- Poster

Japanese name
- Kanji: ハーモニー
- Revised Hepburn: Hāmonī
- Directed by: Michael Arias Takashi Nakamura
- Screenplay by: Koji Yamamoto
- Based on: Harmony by Project Itoh
- Starring: Miyuki Sawashiro Reina Ueda Aya Suzaki Yoshiko Sakakibara Akio Ōtsuka Shin-ichiro Miki Chō Junpei Morita
- Music by: Yoshihiro Ike
- Production company: Studio 4°C
- Distributed by: Toho
- Release date: November 13, 2015;
- Running time: 119 minutes
- Country: Japan
- Language: Japanese

= Harmony (2015 film) =

2015 film by Michael Arias and Takashi Nakamura

Harmony (ハーモニー, Hāmonī) is a 2015 Japanese animated science fiction film directed by Michael Arias and Takashi Nakamura, animated by Studio 4°C and based on the novel of the same name by Project Itoh. The film was released on November 13, 2015. A four-volume manga by Fumi Minato based on the novel was published by Kadokawa Shoten in Newtype from 2015 to 2019. Two other anime films based on novels by the same author were released: The Empire of Corpses on October 2, 2015, and Genocidal Organ on February 3, 2017.

==Synopsis==
In the future, after a nuclear cataclysm referred to as the "Maelstrom" and ensuing civil wars that almost wiped out humanity, peace and utopia have finally been achieved. Beyond country boundaries, society is controlled by the "Admedistration" and its WatchMe medical nanotechnology, devoted to protecting and extending human life, and is governed by a powerful ethic of social welfare and mutual consideration.

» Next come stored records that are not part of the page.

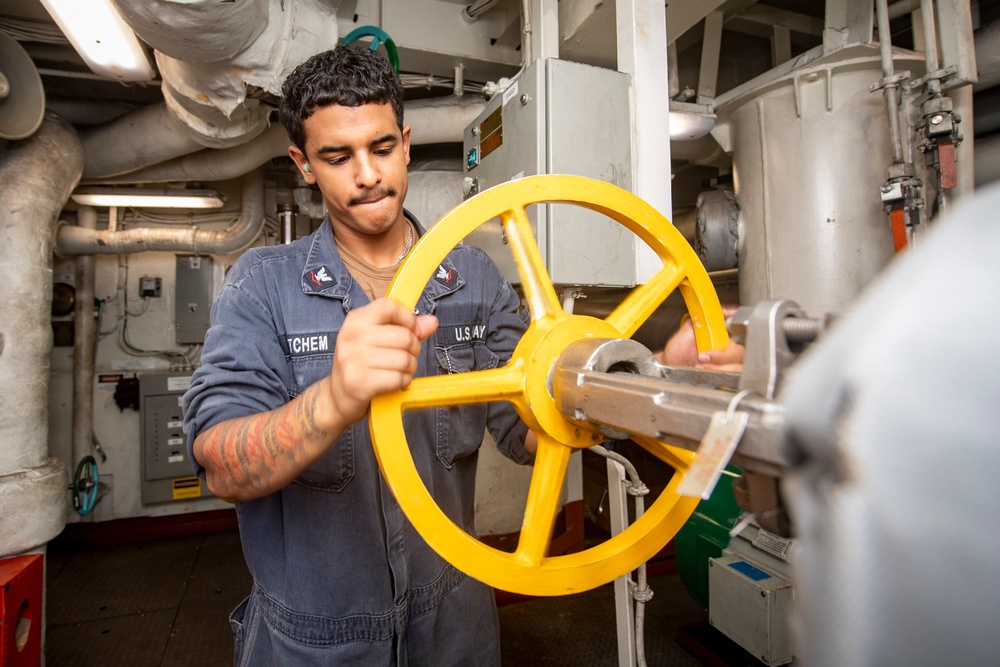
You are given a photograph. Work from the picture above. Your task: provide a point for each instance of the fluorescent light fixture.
(148, 197)
(689, 121)
(104, 41)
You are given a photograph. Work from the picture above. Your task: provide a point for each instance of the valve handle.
(523, 383)
(85, 486)
(378, 36)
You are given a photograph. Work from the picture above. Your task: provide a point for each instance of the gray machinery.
(535, 127)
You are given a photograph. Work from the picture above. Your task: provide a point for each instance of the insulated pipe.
(212, 165)
(435, 121)
(206, 31)
(83, 345)
(36, 177)
(76, 241)
(147, 136)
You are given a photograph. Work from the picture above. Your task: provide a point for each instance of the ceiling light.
(148, 197)
(689, 121)
(104, 41)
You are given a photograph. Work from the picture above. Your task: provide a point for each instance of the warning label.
(187, 487)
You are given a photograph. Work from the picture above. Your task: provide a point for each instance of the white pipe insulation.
(209, 53)
(72, 240)
(433, 121)
(36, 178)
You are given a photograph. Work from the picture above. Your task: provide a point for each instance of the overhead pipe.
(211, 165)
(209, 54)
(71, 240)
(146, 136)
(36, 178)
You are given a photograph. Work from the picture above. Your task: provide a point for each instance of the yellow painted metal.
(523, 382)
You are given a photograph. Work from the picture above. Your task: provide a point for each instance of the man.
(301, 340)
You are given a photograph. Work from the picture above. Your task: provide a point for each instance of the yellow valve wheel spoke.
(523, 382)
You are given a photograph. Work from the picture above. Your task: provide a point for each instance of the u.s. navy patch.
(461, 333)
(320, 277)
(308, 344)
(445, 276)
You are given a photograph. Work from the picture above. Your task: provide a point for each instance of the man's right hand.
(376, 352)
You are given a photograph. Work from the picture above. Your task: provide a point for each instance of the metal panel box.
(751, 606)
(167, 473)
(193, 304)
(558, 117)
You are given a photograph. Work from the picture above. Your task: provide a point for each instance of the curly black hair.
(344, 75)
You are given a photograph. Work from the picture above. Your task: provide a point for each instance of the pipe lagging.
(36, 177)
(72, 240)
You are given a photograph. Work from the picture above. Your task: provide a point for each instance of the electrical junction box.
(751, 606)
(167, 472)
(150, 287)
(193, 298)
(559, 117)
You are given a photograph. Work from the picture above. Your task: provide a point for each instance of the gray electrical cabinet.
(193, 298)
(167, 474)
(559, 117)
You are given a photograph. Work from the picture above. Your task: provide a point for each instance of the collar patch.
(320, 277)
(445, 276)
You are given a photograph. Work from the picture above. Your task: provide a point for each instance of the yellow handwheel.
(523, 382)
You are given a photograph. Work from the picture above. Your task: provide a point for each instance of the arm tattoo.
(247, 453)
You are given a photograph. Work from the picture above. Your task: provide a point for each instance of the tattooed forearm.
(255, 455)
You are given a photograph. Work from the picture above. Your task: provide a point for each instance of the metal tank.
(810, 148)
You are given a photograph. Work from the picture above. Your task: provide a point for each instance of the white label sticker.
(771, 543)
(717, 447)
(132, 364)
(178, 383)
(510, 93)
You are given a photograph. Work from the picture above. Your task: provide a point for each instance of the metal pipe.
(930, 44)
(83, 345)
(890, 91)
(76, 241)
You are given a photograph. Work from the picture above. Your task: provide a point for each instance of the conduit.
(72, 240)
(36, 177)
(84, 332)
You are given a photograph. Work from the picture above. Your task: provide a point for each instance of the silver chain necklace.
(409, 240)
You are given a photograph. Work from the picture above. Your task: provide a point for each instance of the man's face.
(358, 157)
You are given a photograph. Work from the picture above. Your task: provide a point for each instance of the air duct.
(36, 177)
(72, 240)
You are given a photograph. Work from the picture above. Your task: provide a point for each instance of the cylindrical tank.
(810, 151)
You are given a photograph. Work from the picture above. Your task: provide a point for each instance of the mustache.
(372, 195)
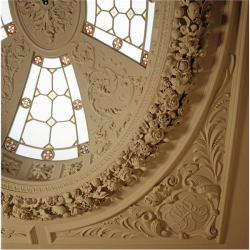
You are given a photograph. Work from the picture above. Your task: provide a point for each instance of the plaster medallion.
(51, 24)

In Japan, three young women—Cian Reikado, Miach Mihie, and Tuan Kirie, the protagonist—reject this supposed "utopia" that lacks any true form of personal autonomy, and attempt suicide together, thereby committing the crime of rejecting life itself. While Miach succeeds in her attempt, Tuan and Cian are saved at the last moment.

Thirteen years later, Tuan is working as a senior investigator for the World Health Organization, but remains faithful to her ideas and delights in punishing her body. When she re-encounters her friend Cian and they recall their suicide pact and the loss of Miach, events unfold that will once again force Tuan to question her world and discover the truth behind this "perfect" world.

==Voice cast==

| Character | Japanese voice actor | English voice actor |
|---|---|---|
| Tuan Kirie | Miyuki Sawashiro | Jamie Marchi |
| Miach Mihie | Reina Ueda | Monica Rial |
| Cian Reikado | Aya Suzaki | Brittney Karbowski |
| Os Cara Stauffenberg | Yoshiko Sakakibara | Rachel Robinson |
| Elijah Vashlov | Shin-ichiro Miki | Christopher Bevins |
| Keita Saeki | Chō | Mark Stoddard |
| Nuada Kirie | Junpei Morita | Jeremy Schwartz |
| Gabrielle Étaín | Akeno Watanabe | Stephanie Young |
| Uwe Woll | Atsushi Ono | Patrick Seitz |
| Reiko Mihie | Chiaki Mori | Linda Leonard |

==Release==
The film was released on November 13, 2015, taking the release date of Genocidal Organ due to the latter's delay, moving from the previous release date of December 4.
Funimation has picked up the license for Harmony. It was released in the U.S. on May 17–18, 2016 in a two-day engagement.